Somatic Mutation Analysis from Whole Exome Sequencing Data

Somatic mutation analysis of NGS reads from Illumina® iSeq, Miniseq, MiSeq, NextSeq, HiSeq, and NovaSeq systems, Ion Torrent Ion GeneStudio S5, PGM, and Proton systems as well as other platforms presents a significant challenge as these variants are often found at low frequencies, many times as low as 1%. Lowering variant calling thresholds to detect these variants in lower coverage exome analyses often result in the increased reporting of false positives due to chemistry and sequencing errors. Additionally, it is necessary to differentiate the somatic mutations from non-somatic variants that are also present in the sample.

A Somatic Mutation Comparison Tool is available in the NextGENe Viewer Comparison menu, which in testing has reduced false positives by 70%.
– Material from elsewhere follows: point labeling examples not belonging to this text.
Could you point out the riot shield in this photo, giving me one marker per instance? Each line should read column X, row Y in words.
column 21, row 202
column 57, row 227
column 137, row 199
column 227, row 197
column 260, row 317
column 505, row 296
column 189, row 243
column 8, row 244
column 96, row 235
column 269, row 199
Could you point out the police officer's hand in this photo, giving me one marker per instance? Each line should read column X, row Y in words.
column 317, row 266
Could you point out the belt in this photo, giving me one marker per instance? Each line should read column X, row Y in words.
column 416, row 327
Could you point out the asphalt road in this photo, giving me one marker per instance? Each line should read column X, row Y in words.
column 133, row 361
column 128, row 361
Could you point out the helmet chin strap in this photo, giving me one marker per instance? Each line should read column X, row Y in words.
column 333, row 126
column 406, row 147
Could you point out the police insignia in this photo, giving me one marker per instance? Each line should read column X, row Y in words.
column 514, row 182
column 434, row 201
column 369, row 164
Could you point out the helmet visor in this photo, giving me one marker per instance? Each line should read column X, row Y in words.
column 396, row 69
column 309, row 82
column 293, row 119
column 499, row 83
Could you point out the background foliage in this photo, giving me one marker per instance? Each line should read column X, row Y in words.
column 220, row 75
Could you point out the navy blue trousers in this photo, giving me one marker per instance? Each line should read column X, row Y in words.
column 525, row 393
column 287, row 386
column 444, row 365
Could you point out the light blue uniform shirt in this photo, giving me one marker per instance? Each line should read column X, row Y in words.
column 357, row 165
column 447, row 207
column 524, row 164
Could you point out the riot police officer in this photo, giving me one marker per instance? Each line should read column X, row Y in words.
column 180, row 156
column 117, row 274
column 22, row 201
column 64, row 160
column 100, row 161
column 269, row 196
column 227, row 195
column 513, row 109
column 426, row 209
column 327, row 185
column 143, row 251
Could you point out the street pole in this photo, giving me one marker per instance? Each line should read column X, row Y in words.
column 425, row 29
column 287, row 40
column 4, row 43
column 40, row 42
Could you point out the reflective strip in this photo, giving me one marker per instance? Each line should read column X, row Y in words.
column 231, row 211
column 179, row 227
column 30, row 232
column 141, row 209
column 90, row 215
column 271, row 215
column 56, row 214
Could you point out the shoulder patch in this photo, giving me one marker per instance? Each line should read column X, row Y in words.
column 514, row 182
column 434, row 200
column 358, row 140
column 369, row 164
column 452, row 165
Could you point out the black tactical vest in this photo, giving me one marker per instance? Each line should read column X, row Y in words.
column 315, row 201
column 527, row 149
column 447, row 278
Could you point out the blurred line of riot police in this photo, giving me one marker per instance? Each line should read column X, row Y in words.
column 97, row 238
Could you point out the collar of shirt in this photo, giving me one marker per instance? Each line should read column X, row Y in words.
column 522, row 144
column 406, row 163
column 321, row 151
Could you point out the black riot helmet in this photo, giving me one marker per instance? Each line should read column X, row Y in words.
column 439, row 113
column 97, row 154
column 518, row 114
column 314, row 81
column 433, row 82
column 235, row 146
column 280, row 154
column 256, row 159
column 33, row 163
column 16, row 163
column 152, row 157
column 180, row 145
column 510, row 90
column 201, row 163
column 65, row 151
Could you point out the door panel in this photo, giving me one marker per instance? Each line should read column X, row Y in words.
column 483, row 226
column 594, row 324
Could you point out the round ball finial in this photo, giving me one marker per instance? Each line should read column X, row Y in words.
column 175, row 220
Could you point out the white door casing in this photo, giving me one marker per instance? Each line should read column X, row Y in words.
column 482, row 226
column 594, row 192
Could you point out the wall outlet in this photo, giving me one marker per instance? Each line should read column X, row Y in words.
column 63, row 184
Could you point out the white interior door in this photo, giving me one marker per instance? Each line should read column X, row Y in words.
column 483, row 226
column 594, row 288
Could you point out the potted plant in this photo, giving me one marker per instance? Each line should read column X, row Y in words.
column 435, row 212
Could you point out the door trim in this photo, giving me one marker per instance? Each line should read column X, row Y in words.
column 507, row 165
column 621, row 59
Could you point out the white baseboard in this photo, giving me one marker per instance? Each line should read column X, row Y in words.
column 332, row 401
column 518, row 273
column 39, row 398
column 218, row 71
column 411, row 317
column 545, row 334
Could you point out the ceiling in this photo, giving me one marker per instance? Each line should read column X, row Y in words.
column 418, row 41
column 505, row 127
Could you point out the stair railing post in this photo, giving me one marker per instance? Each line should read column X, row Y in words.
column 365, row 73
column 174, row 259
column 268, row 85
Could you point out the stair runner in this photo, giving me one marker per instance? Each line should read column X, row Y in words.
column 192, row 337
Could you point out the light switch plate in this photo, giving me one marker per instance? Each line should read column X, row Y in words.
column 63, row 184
This specialized version of NextGENe software's Variant Comparison Tool allows the user to load three projects- a tumor project, a matched normal project (such as a blood sample), and a pooled project consisting of multiple normal samples.

The tumor and normal projects are used to find somatic variants by filtering out variants that are shared in both projects. The pooled project, ideal for lower coverage exome analyses, is used to eliminate artifacts due to library preparation and alignment by filtering out variants that occur in both the tumor and pooled project.

When the coverage from the liquid biopsy samples are around 10000x, as in the case of targeted PCR, the somatic comparison can be performed using only the tumor sample and normal control – no pooled project. In this case it is vital that the chemistry used to amplify the circulating tumor DNA produces reads that are directionally balanced in order to minimize false positives.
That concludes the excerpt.